Go to see The Beaches of Agnes if you can.

It's a collage of autobiographical reflections - tender, playful & alert - & at 81, Varda is still brimming with creative energy. I have to admit I haven't seen much of her work, but I did see The Gleaners & I, which was released in 2001. In that film she looks at gleaning both in a literal & historical sense - whether a search for leftover grain in harvested fields, or for scraps of food on city streets - and as a way of valuing & paying tribute to the apparently trivial or overlooked crumbs of experience around us.
Seeing The Beaches, I was reminded that I really ought to see of much of her work as I can. I'll start with Cleo From 5 to 7


Thursday, July 16, 2009


A few months back, I spoke to the owner of Garry Jeweler's. The store had been closed for a while because of his ill health, and, just as he was getting back on his feet, his mother became ill. I've seen no sign of activity since then, and am guessing it may be permanently shut down. This will be a real shame - it's a 1950's gem of a store, inside and out, and the store's proprietors were always friendly and helpful. When you went in, it seemed cavernous, with the shelves far too empty for comfort. I wish I had known it in busier days.

City Summer

Tuesday, July 14, 2009

More Language

While we're on the subject of language, we have to include this Stephen Fry/Hugh Laurie classic. However much I admire the cringe-inducing, lunatic bravery of a Sacha Baron Cohen performance, these two are really more my pace.


What with all the Bruno hoopla, let's look back at an early Baron Cohen piece ... Ali G interviewing Noam Chomsky. This is quite a pairing.


Wednesday, July 8, 2009

The Seltzer Man

I was very happy to run into Eli Miller today, & even more happy to learn that - yes! - he would be able to deliver seltzer to my house! We only talked for a few minutes, but he gave me his card & a lot more information to write down on the back of it. He showed me some of the seltzer bottles & drew my attention to the blue ones, made in the Czechoslovakia in the 1930's. It was a real pleasure to meet him. For an essay on Miller:

Saturday, July 4, 2009

Connie Converse

How did I miss this earlier in the year? Just caught a rerun of WNYC's Spinning On Air show on Connie Converse, who wrote a number of beautiful & little known songs in the 1950's, while living in New York. Though respected by her peers, she was not taken up by any record companies. In 1974, at the age of 50, she left goodbye letters, packed up her VW Bug, & was never heard of again.
Converse was recently "rediscovered" & a CD of her work How Sad, How Lovely, is now available.

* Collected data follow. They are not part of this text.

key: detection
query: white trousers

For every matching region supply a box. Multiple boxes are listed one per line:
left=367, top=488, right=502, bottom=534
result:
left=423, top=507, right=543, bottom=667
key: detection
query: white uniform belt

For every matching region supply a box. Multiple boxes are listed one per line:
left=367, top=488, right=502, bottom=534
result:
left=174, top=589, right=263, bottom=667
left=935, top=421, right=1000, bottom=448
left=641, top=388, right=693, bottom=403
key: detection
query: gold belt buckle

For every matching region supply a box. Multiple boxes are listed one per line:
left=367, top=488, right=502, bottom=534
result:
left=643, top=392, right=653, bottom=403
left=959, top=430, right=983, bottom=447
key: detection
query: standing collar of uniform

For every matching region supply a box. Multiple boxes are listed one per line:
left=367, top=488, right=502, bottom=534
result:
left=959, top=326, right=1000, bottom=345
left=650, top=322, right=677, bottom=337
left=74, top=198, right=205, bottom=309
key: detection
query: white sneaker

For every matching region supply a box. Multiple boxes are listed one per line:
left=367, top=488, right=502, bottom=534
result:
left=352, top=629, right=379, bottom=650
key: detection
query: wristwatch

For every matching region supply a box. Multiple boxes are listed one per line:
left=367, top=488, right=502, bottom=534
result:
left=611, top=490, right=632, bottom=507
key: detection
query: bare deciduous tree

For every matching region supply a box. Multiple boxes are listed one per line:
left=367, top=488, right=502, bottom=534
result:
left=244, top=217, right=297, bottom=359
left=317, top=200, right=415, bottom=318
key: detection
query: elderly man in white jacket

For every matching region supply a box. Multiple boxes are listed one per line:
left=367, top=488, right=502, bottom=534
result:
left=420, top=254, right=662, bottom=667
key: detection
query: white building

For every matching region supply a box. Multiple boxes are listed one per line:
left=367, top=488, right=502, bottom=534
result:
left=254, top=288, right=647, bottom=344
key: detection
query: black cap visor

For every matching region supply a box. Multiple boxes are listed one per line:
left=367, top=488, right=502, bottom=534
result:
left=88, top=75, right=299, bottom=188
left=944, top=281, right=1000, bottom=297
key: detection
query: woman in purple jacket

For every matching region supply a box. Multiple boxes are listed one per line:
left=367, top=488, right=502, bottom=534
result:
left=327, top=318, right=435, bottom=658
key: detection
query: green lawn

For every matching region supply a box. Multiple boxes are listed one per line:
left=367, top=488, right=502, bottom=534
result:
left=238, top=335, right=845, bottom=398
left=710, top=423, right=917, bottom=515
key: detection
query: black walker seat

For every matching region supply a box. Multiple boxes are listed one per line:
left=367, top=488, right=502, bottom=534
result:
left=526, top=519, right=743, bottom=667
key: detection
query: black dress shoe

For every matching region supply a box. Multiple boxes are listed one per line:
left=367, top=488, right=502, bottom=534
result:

You can get more information at & catch this haunting 1954 song:

Thursday, July 2, 2009

"The Most Revolting Dish Ever Devised"

If I had to name a culinary heroine, it would be Elizabeth David. Hers were the first 'serious' cooking books I read, in my early twenties, & I immediately fell under the spell of her tart, vivid, authoritarian style. I have almost all her books, a couple of biographies about her, even a novel based on her relationship with Norman Douglas. Her writing about food stands the test of time (still better than anyone else, I think), and I still find myself wondering "What would Elizabeth David think of this?" as I put together a meal, or even scan the contents of my fridge. This may be a bit pathetic sounding, but it's actually quite helpful. That ED was beautiful, difficult, private & rather discontented just makes her even more fabulous. This week Tim Hayward, writing in The Guardian, describes a visit to the London Guildhall library to look at her annotated collection of cookery books. Good stuff.

Starting Out

I've wasted enough time already getting this thing up and running. Fretting over a blog name, held back by my complete lack of blogging know how. Really, it's time to begin.

Though there are a number of blogs I visit regularly, many of them New York based, none of them mean as much to me as Bob Guskind's did. Really there's a hole in my day that Gowanus Lounge once filled, and this blog is in some way a sort of amateurish tribute. I can't believe how much I miss GL, & the only way to fill the space is to try & be a little more active myself. I don't have any particular slant, but do care about city life, various food matters, books, music, film, etc. I will post photographs, including the occasional abandoned couch. RIP Robert Guskind.